Is this still from memory, or are you looking at it right now? An awful lot of people are quite certain there’s an alternate ending to Big. Can you quote exactly what it says please.

Your edition is worthless, other than for general interest in the past.

I still haven’t seen any confirmation that his edition says that. I’m not asking him to take a screenshot, but at least tell us he’s looking at it to confirm he’s not misremembering.

That little tidbit of information should have been in the OP, don’tcha think?
:roll_eyes:

Maybe not in some cases. It can be hard to distinguish between someone who says they literally hear or see god, angels, or spirits as part of their learned or chosen belief system, and someone suffering from delusions or hallucinations. Another weird area is when concern for moral or ethical behavior plus a disposition toward an anxiety disorder results in dysfunctional scrupulosity.

And it may be that there is no difference between the two to distinguish.

[of Dubya:]

The president of the United States has claimed, on more than one occasion, to be in dialogue with God. If he said that he was talking to God through his hairdryer, this would precipitate a national emergency. I fail to see how the addition of a hairdryer makes the claim more ridiculous or offensive.
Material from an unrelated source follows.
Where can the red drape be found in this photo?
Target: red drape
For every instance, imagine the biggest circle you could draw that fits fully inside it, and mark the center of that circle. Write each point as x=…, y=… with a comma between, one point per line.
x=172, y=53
@Riemann And I’ll have you know, I am typing this by hand, which is not something I was really looking forward to doing :slight_smile: :

The Merck Manual, Sixteenth Edition, ©1992 “…The causes of homosexuality are not known and are probably as complex as the causes of heterosexuality. Constitutional factors involving hormonal programming of the brain during fetal life may be a factor. Some support for this hypothesis is to be found in the higher-than-expected prevalence of homosexual fantasies and behavior in women whose mothers received diethylstilbestrol (DES) during pregnancy…”

Satisfied now :slight_smile: ? So you see, I didn’t just imagine it.

I suspect there may be some difference. If someone is raised in a particular culture to expect various mystical experiences as “real”, and they don’t seem otherwise dysfunctional, I could see their beliefs as incorrect without the person being mentally ill. There may be a difference between them and a schizophrenic who stands on the street corner arguing with invisible people.

When I worked at a community mental health center, one of the therapists had a client (a recent immigrant from Thailand, I think) who frequently talked about seeing and talking to their deceased relatives. Their family thought this was perfectly normal within their culture, and irrelevant to why they were in therapy. A person who practices meditation or climbs into a sensory deprivation box can get themselves into mental states that let them experience a lot of odd things without being mentally ill.

I have personally experienced some odd things while waking up or falling asleep that I attribute simply to sleep disturbances, which someone with a lot of religious indoctrination would potentially interpret in a totally different manner, and they might be very hard to dissuade! I don’t think my hypnogogic experiences were a sign of mental illness, but I do think that interpreting them within a religious framework would be wrong.